In either relationship, a participant typically pays investment management fees related to using the managed accounts option, which are based on a plan-level contracted fee schedule. The total fee in the aforementioned fee schedule includes services provided by the managed accounts provider and the recordkeeper (note that these fees are in addition to any underlying fund expense ratios). We break these services down into two categories:
1. Investment management and advice services – from the managed accounts provider to design and possibly execute the participant’s asset allocation and investment selection, as well as provide suggestions for the deferral savings rate that could be optimal, and
2. Administrative services - from the recordkeeper to make the managed accounts services available to participants and process the related transactions.
In addition, the managed accounts provider may “share” some of its fees with the plan recordkeeper. This relationship is very much like the DC revenue model that has been falling out of favor with many market participants in recent years. In the DC revenue model, a plan offers a designated investment alternative which provides “revenue sharing” included in that fund’s expense ratio to the plan’s recordkeeper, ostensibly to offset certain communications and fund information expenses incurred by the recordkeeper. The potential existence of this type of fee sharing arrangement becomes more apparent when recordkeepers discount the explicit plan recordkeeping/administration fee if managed accounts are offered. Our interest as a consulting firm is to ensure that all revenue shared with the recordkeeper is disclosed to plan fiduciaries so that they are fully aware of the total revenue that the recordkeeper is receiving. In any event, we believe that plan fiduciaries need to ask plan recordkeepers to address any otherwise undisclosed amount of revenue the recordkeeper receives from the managed accounts provider.
Call to Action
It is a prohibited transaction under ERISA and the U.S. Internal Revenue Code for plan fiduciaries to continue to do business with a CSP if that CSP is delinquent in providing the required disclosure or provides incomplete information. Penalties for both parties can include a 15% excise tax on the amount involved (typically, the annual fees under the contract). We believe that managed accounts providers are CSPs under ERISA. As such, these CSPs need to be more proactive in disclosing direct or indirect compensation received from DC plan assets as well as shared revenue between managed accounts providers and recordkeepers.

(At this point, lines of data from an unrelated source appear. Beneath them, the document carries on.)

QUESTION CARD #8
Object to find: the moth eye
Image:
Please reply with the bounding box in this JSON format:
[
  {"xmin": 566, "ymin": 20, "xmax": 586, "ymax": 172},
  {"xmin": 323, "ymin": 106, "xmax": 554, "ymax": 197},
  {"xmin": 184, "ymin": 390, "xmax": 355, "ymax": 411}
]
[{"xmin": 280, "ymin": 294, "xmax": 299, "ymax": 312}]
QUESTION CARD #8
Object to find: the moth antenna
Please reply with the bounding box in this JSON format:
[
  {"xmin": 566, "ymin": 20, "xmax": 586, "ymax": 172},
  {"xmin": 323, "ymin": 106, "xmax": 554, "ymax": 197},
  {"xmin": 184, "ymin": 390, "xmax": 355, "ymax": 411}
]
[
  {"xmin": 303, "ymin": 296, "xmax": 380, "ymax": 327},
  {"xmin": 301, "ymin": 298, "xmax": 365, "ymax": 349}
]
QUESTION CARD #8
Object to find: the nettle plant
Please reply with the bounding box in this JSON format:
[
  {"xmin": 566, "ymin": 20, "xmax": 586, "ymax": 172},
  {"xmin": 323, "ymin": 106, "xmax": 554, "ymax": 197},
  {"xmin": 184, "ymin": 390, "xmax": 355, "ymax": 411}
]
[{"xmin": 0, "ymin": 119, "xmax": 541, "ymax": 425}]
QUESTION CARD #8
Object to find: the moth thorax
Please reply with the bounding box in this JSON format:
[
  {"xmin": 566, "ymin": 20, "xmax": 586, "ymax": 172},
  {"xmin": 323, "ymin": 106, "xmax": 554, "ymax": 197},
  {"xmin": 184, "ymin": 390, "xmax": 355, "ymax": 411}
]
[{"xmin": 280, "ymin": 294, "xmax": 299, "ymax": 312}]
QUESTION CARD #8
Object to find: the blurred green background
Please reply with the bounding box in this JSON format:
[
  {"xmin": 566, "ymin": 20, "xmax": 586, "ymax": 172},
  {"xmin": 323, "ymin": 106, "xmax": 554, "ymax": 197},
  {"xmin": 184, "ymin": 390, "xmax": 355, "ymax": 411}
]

We are still on a path for achieving consistent fee sharing disclosure industry-wide. The improvements that we have seen have been driven by working with our clients to competitively rebid their managed accounts services, when possible, and by asking for more detailed CSP disclosures. Over the past year, we have observed a decrease in fees for managed accounts service offerings, and we believe this trend will continue. Meanwhile, plan fiduciaries have the right under the ERISA 408(b)(2) regulation to receive clear documentation addressing any split in direct and/or indirect compensation each CSP receives when a plan offers managed accounts to participants. The call to action centers on the fiduciary duty to evaluate the reasonableness of fees and identify potential conflicts of interest.